After four years' military training, Brian stayed on in the army as quartermaster for 10 years. It was a Scottish regiment.
"We all had kilts," he says.
"I think that's where he learned his organising skills," says Kathy.
After the army Brian got a job working for MSA, a company in South Africa, and was there for 20 years. On the weekends he built houses, half of which he rented out.
"We never owed any money to anybody, ever in our lives," says Brian.
When they were married, they moved into one of their own unfinished houses, completing the work as they lived in it.
On May 1, 1985, Brian and Kathy started their own business specialising in workplace safety. With an estimated 600,000 people working in South African mines, the market was huge, but the first year was hard, building the system and growing contacts.
"We ended up supplying every country in Africa with riot equipment — body armour, gas masks, helmets, shields, T-batons — what we make here [in Whanganui] is 5 per cent of what we made there," says Brian. The catalogue was enormous.

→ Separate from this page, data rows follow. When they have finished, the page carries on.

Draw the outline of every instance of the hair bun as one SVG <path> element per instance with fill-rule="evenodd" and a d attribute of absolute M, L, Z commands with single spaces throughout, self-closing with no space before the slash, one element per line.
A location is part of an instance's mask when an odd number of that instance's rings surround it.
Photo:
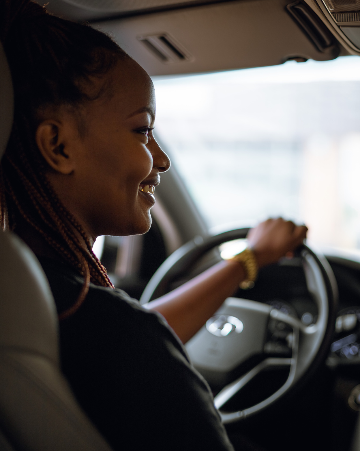
<path fill-rule="evenodd" d="M 44 7 L 31 0 L 0 0 L 0 40 L 5 42 L 17 23 L 46 14 Z"/>

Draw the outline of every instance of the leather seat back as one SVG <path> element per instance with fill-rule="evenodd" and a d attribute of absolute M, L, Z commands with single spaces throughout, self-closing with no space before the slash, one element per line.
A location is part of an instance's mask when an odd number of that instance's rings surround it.
<path fill-rule="evenodd" d="M 12 92 L 0 44 L 0 157 L 12 126 Z M 0 232 L 0 449 L 111 451 L 61 374 L 58 341 L 40 263 L 14 234 Z"/>

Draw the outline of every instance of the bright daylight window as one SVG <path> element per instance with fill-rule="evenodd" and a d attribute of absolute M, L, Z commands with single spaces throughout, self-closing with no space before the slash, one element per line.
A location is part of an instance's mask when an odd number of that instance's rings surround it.
<path fill-rule="evenodd" d="M 154 77 L 155 131 L 208 225 L 360 248 L 360 58 Z"/>

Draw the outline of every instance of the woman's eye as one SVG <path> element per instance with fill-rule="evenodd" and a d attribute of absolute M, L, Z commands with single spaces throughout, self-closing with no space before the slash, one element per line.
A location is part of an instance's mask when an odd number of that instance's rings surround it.
<path fill-rule="evenodd" d="M 147 136 L 149 132 L 151 132 L 152 130 L 153 129 L 153 127 L 150 128 L 149 127 L 146 127 L 144 129 L 138 129 L 136 130 L 138 133 L 141 133 L 142 134 L 145 135 L 145 136 Z"/>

"Sometimes we had to make 6000 sets of body armour in three weeks; people used to sleep next to their machines. We sold right up to Libya; Egypt I supplied to.
"I built up the factory there to 600 people."
Then, they uprooted and came to New Zealand. They chose Whanganui partly because their "immigration chap", Chris Tunbridge was from here.
"When I came here in 2001, I brought five families, including Kathy and myself. We had a meeting with [Prime Minister] Helen Clark at the Beehive, with the Minister of Immigration, and I told them what I wanted to do. I found a bit of dirt in Pacific Place and bought it from Trevor Attrill.
"The town had space to grow.
"Chas Poynter [mayor at the time] became a very good friend and he helped a lot. He was so loyal to this town. I've never met a better person.
"Then the Ministry of Health wanted us to make face masks. They gave us the tender for 25 million masks."
Brian had been importing product from South Africa and selling it at low profit to keep his new Whanganui company solvent. Now, the MoH contract was the making of QSI.
Brian's aim is to see New Zealand grow its manufacturing industry, with his own company setting the example.
"I believe in New Zealand: there's no finer country in this world.
"Forget about China: make your own products."
"Brian has always believed in manufacturing," says Kathy. "Because he can design his own end result. He knows what has gone into manufacturing, the ingredients but he hasn't always had the knowledge, so he had to do the research. Every funny item that came along, he would have to do the work but he manufactured it himself. When the people from the mines came to him and wanted different kinds of face shields and specialised things, he did the research, he'd get his team together and they'd work it out."
"You must always listen to your customer," says Brian.
Brian has a reputation for hearing what's needed, then working out how to make it or provide it.
"He's got contacts, so he knows who to ask and where to go," says Kathy. "In next to no time [the company] will be like it was in South Africa."
"Brian and Kathy are resourceful and very unassuming," says Tasker, semi-retired accountant and friend.
This year, another MoH contract has the company producing 80,000 masks a day.
"We work seven days a week: there's no stopping," says Brian.
When the pandemic hit and China and India closed their borders, preventing the import of raw materials for manufacturing in New Zealand, Brian called on his South Africa contacts.
"Within 24 hours we spent about $3m buying raw materials."
To begin with, product was air freighted into the country. On June 24, the first high-cube 40ft container arrives.
"Thereafter, every week we get a container," says Brian. "Air freight will stop.
"Now China's opened up again and some of their prices have gone up by from 400 to 1000 per cent."
Throughout the coronavirus pandemic, Brian has kept his staff on.
"I've got one chap who has been 19 years with me," he says.
Brian and Kathy are presently waiting for their New Zealand citizenship and the much-valued New Zealand passport.